GENEVA — A pair of diamond bracelets once owned by Marie Antoinette fetched $8.3 million at an auction in Geneva, Switzerland on Tuesday.
The buyer, who has not been identified publicly, bid by telephone, The Guardian reported.
The French queen allegedly dispatched the jewelry in a wooden box for safekeeping before she was guillotined during the French Revolution, BBC News reported.
According to The Guardian, the Austrian-born monarch, who arrived in France to marry the future Louis XVI when she was only 14, had the bracelets custom made in 1776, only two years after she became queen.

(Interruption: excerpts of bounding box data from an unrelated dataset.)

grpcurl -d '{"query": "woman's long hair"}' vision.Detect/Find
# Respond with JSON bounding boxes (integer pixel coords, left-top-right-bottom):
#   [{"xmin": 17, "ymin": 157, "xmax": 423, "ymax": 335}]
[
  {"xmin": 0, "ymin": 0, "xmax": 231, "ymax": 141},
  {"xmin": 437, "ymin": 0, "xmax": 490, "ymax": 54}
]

“Each bracelet is composed of three strings of diamonds and a large barrette clasp, totalling 112 diamonds, including ‘old cut’ stones and silver and gold,” the news outlet reported.
Both bracelets were smuggled out of the country and remained within her family for more than two centuries, BBC News reported.
“These bracelets travelled through time to recount a most important era of French history, with its glamour, glory and drama,” Francois Curiel, Europe chairman for Christie’s auction house, told the news outlet.
Christie’s itself dates to 1766, some 27 years before Marie Antoinette was put to death.
“To find jewels with over 200 years of French royal history is truly something that collectors and passionate jewellery people from all over the world will be keeping an eye on,” Max Fawcett, head of Christie’s jewellery department, told The Guardian before the sale.